Dyspnea on Exertion (Exertional Dyspnea): Causes and Treatment
What causes exertional dyspnea and its pathophysiology
Dyspnea
on exertion is caused by various factors. However, low body oxygenation is the
key parameter that is always present in people with this symptom. Mouth breathing and chest breathing are
among the main additional causes of exertional dyspnea since they reduce body
and brain oxygenation and create the
sensation of air hunger (shortage of air). People with heart disease, cancer, diabetes, asthma, cystic
fibrosis, COPD and many other chronic conditions are most likely to experience
this debilitating symptom, as many studies found.
What do we know about their body oxygenation and breathing at rest? Why do people with chronic diseases, but not healthy people, experience exertional dyspnea? What are the main problems with oxygen transport in the sick? Consider these evidence.
Minute ventilation rates (chronic diseases)

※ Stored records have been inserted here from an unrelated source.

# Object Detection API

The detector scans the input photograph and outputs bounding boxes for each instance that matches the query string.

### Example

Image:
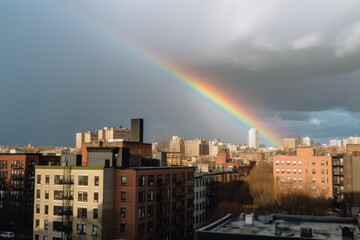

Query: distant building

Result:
[248,128,259,149]
[195,214,360,240]
[76,119,139,149]
[282,137,299,150]
[273,148,333,198]
[329,139,342,147]
[300,137,314,147]
[169,136,185,154]
[184,138,209,158]
[0,153,60,233]
[33,154,194,239]
[216,149,230,164]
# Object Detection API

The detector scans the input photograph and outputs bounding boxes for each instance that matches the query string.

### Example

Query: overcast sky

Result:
[0,0,360,146]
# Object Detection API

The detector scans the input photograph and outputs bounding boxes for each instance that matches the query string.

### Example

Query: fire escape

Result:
[60,162,74,240]
[156,175,170,240]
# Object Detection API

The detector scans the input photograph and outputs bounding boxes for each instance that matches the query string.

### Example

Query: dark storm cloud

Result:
[0,0,360,145]
[276,111,311,121]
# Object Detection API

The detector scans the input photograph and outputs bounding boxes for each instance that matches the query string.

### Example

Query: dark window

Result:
[94,176,99,186]
[121,192,126,202]
[148,175,154,186]
[93,208,99,219]
[139,175,146,187]
[120,207,126,218]
[94,192,99,203]
[78,208,87,218]
[139,191,145,203]
[121,176,126,186]
[79,176,88,186]
[138,223,145,236]
[120,223,125,236]
[45,175,50,184]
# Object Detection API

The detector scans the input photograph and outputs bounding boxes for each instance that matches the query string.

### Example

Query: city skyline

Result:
[0,1,360,146]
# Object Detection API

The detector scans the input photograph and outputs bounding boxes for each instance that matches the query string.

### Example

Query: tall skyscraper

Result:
[249,128,259,149]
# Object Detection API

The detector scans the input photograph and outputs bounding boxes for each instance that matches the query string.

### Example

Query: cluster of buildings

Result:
[273,144,360,217]
[0,119,360,240]
[0,119,250,240]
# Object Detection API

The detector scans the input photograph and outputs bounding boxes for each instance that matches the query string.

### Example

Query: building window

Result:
[165,174,171,184]
[93,208,99,219]
[36,174,41,184]
[139,191,145,203]
[139,175,146,187]
[44,220,49,230]
[94,176,99,186]
[120,223,125,236]
[45,175,50,184]
[36,189,40,198]
[148,190,154,201]
[78,176,88,186]
[54,175,64,184]
[94,192,99,203]
[121,192,126,202]
[121,176,126,186]
[148,175,154,186]
[78,191,87,202]
[138,207,145,219]
[147,222,154,232]
[78,208,87,218]
[93,225,98,236]
[120,207,126,218]
[76,224,86,235]
[147,206,154,217]
[54,190,64,200]
[138,223,145,236]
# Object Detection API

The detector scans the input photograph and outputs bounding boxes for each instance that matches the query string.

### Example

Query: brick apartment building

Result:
[273,148,333,198]
[0,153,60,233]
[33,161,195,239]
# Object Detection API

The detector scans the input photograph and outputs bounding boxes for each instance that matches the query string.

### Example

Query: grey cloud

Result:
[276,111,311,121]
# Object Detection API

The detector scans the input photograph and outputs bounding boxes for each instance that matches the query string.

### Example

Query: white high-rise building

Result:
[249,128,259,149]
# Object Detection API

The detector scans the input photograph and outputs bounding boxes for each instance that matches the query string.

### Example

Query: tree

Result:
[245,161,276,214]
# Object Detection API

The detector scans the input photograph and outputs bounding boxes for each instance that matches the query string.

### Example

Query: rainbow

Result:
[58,7,280,146]
[118,44,280,146]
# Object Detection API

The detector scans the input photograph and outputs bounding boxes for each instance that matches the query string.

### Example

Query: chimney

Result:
[131,118,144,143]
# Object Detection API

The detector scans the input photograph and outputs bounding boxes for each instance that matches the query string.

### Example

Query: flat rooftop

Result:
[197,215,360,240]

| Condition | Minute ventilation |
Number of people |
All
references or click below for abstracts |
| Normal breathing | 6 L/min | - | Medical textbooks |
| Healthy Subjects | 6-7 L/min | >400 | Results of 14 studies |
| Heart disease | 15 (±4) L/min | 22 | Dimopoulou et al, 2001 |
| Heart disease | 16 (±2) L/min | 11 | Johnson et al, 2000 |
| Heart disease | 12 (±3) L/min | 132 | Fanfulla et al, 1998 |
| Heart disease | 15 (±4) L/min | 55 | Clark et al, 1997 |
| Heart disease | 13 (±4) L/min | 15 | Banning et al, 1995 |
| Heart disease | 15 (±4) L/min | 88 | Clark et al, 1995 |
| Heart disease | 14 (±2) L/min | 30 | Buller et al, 1990 |
| Heart disease | 16 (±6) L/min | 20 | Elborn et al, 1990 |
| Pulm hypertension | 12 (±2) L/min | 11 | D'Alonzo et al, 1987 |
| Cancer | 12 (±2) L/min | 40 | Travers et al, 2008 |
| Diabetes | 12-17 L/min | 26 | Bottini et al, 2003 |
| Diabetes | 15 (±2) L/min | 45 | Tantucci et al, 2001 |
| Diabetes | 12 (±2) L/min | 8 | Mancini et al, 1999 |
| Diabetes | 10-20 L/min | 28 | Tantucci et al, 1997 |
| Diabetes | 13 (±2) L/min | 20 | Tantucci et al, 1996 |
| Asthma | 13 (±2) L/min | 16 | Chalupa et al, 2004 |
| Asthma | 15 L/min | 8 | Johnson et al, 1995 |
| Asthma | 14 (±6) L/min | 39 | Bowler et al, 1998 |
| Asthma | 13 (±4) L/min | 17 | Kassabian et al, 1982 |
| Asthma | 12 L/min | 101 | McFadden & Lyons, 1968 |
| COPD | 14 (±2) L/min | 12 | Palange et al, 2001 |
| COPD | 12 (±2) L/min | 10 | Sinderby et al, 2001 |
| COPD | 14 L/min | 3 | Stulbarg et al, 2001 |
| Sleep apnea | 15 (±3) L/min | 20 | Radwan et al, 2001 |
| Liver cirrhosis | 11-18 L/min | 24 | Epstein et al, 1998 |
| Hyperthyroidism | 15 (±1) L/min | 42 | Kahaly, 1998 |
| Cystic fibrosis | 15 L/min | 15 | Fauroux et al, 2006 |
| Cystic fibrosis | 10 L/min | 11 | Browning et al, 1990 |
| Cystic fibrosis* | 10 L/min | 10 | Ward et al, 1999 |
| CF and diabetes* | 10 L/min | 7 | Ward et al, 1999 |
| Cystic fibrosis | 16 L/min | 7 | Dodd et al, 2006 |
| Cystic fibrosis | 18 L/min | 9 | McKone et al, 2005 |
| Cystic fibrosis* | 13 (±2) L/min | 10 | Bell et al, 1996 |
| Cystic fibrosis | 11-14 L/min | 6 | Tepper et al, 1983 |
| Epilepsy | 13 L/min | 12 | Esquivel et al, 1991 |
| CHV | 13 (±2) L/min | 134 | Han et al, 1997 |
| Panic disorder | 12 (±5) L/min | 12 | Pain et al, 1991 |
| Bipolar disorder | 11 (±2) L/min | 16 | MacKinnon et al, 2007 |
| Dystrophia myotonica | 16 (±4) L/min | 12 | Clague et al, 1994 |
Chronic
hyperventilation (or automatic deep breathing pattern) leads to alveolar hypocapnia (lack of CO2)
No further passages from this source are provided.